Cette sœur, que Pierre évoque à nouveau aujourd’hui dans Gala à travers sa disparition précoce et la blessure qu’elle a engendrée, sans jamais s’être refermée, restant même toujours à vif : « J’avais un peu plus de 5 ans quand mon père m’a annoncé, en larmes, la mort de Christiane, a-t-il confié. À 14 ans, victime d’une phtisie galopante, elle est décédée en trois mois… » La phtisie, autrement dit, la tuberculose.

La perte de sa grande sœur est un choc terrible pour l’enfant qu’est Pierre. Peut-être plus encore parce qu’on le tient à l’écart des événements, pensant bien faire. Pour le préserver, durant la maladie de Christiane, on l’envoie en effet chez sa grand-tante, qui habite Montmartre. Il ne réintégrera le foyer familial de la rue Saint-Jacques, à Paris, qu’après les obsèques.

Mais de retour à l’appartement, l’atmosphère a changé du tout au tout. Chaque nuit, le petit rêve « qu’un monstre (le) poursuit, (lui) lançant des blocs de glace ». Aux rires joyeux partagés par les trois enfants (il a une autre grande sœur, Jacqueline) et à l’amour de leurs parents succèdent le deuil et la douleur de cette cruelle perte.

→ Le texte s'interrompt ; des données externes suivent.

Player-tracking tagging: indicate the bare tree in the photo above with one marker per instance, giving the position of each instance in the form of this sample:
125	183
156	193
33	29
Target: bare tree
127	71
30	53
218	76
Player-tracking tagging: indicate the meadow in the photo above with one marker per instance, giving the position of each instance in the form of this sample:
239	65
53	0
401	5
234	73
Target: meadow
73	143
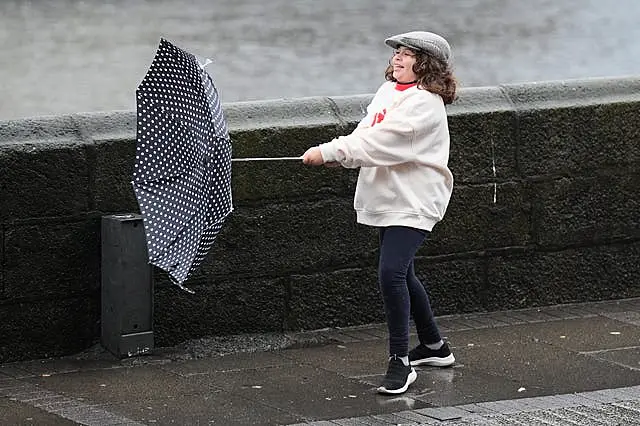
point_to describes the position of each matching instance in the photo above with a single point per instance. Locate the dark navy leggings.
(402, 292)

« La disparition de ma sœur a totalement bouleversé la vie de notre famille, dit Pierre, toujours dans Gala. Notre appartement (…) est devenu silencieux. Maman a sombré dans la mélancolie, elle est tombée malade de chagrin… »

Traumatisme

Pierre Bellemare avait confié au site VeryLou qu’il n’avait eu de nouveaux souvenirs qu’à partir de l’âge de 7 ou 8 ans ! Le temps, sans doute, de tenter de digérer ce traumatisme d’enfance, cette disparition insupportable, et de se faire à sa nouvelle vie, sans sa sœur chérie.

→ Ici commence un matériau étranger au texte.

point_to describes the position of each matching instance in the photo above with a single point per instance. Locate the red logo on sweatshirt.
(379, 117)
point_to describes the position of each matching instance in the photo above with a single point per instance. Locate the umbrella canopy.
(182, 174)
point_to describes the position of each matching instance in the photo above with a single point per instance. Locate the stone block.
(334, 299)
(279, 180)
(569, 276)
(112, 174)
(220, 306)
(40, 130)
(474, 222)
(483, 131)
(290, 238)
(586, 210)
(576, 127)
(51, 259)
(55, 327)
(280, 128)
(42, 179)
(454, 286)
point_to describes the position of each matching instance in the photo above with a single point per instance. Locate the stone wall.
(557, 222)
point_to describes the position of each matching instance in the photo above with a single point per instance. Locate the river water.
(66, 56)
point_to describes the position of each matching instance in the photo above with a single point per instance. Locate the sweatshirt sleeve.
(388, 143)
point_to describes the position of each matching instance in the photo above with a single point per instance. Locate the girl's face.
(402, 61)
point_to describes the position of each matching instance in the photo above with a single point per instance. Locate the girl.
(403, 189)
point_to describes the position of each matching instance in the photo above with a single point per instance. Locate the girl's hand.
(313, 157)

Une vie qu’il se remémore aujourd’hui, revoyant sa mère en train de lui tricoter des vêtements d’enfant. Il se souvient aussi que, malgré la tristesse ambiante, cette maman éplorée retrouvait parfois le sourire : entre autres lorsque son mari lui offrait l’almanach de l’année ! « Tous deux le consultaient régulièrement », a encore expliqué Pierre. Ce geste l’a si profondément marqué, enfant, qu’il lui a donné l’idée d’en éditer un à son tour !

Aujourd’hui, il l’a bien compris : en publiant chaque année un almanach, comme il vient de le faire pour 2016-2017, il rend hommage à cet homme et cette femme qui ont tant compté pour lui. « Inconsciemment, par cet ouvrage, j’ai retissé des liens avec mes parents disparus », explique-t-il avec beaucoup de lucidité.

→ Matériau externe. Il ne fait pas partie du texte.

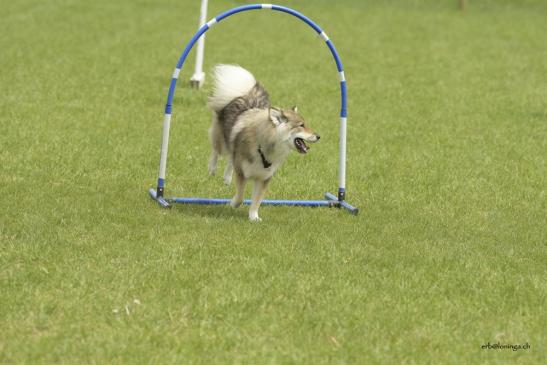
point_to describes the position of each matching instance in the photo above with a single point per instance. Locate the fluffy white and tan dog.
(255, 137)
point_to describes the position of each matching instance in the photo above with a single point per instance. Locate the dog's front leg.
(240, 190)
(259, 190)
(228, 172)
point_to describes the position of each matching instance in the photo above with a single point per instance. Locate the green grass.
(447, 140)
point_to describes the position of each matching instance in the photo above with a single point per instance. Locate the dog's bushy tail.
(231, 82)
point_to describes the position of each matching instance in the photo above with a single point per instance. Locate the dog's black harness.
(265, 162)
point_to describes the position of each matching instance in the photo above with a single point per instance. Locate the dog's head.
(293, 129)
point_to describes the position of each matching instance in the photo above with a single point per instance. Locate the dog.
(255, 137)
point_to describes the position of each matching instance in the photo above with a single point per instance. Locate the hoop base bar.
(331, 201)
(342, 204)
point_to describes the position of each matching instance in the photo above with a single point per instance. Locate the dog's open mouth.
(300, 145)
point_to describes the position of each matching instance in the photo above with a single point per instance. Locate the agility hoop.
(331, 200)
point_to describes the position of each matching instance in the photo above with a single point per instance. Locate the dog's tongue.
(301, 145)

Ces liens précieux, cet amour, mais aussi ces douleurs, l’animateur les a faits siens. En donnant la priorité aux autres, en mettant la lumière sur eux, en s’effaçant, il a sans doute tenté de faire taire les souffrances qui le traversaient.

Mais ce sont certainement aussi ces mêmes épreuves avec leurs lots de chagrins éternels qui ont permis à Pierre Bellemare de devenir l’homme si compréhensif et humain qu’il est devenu.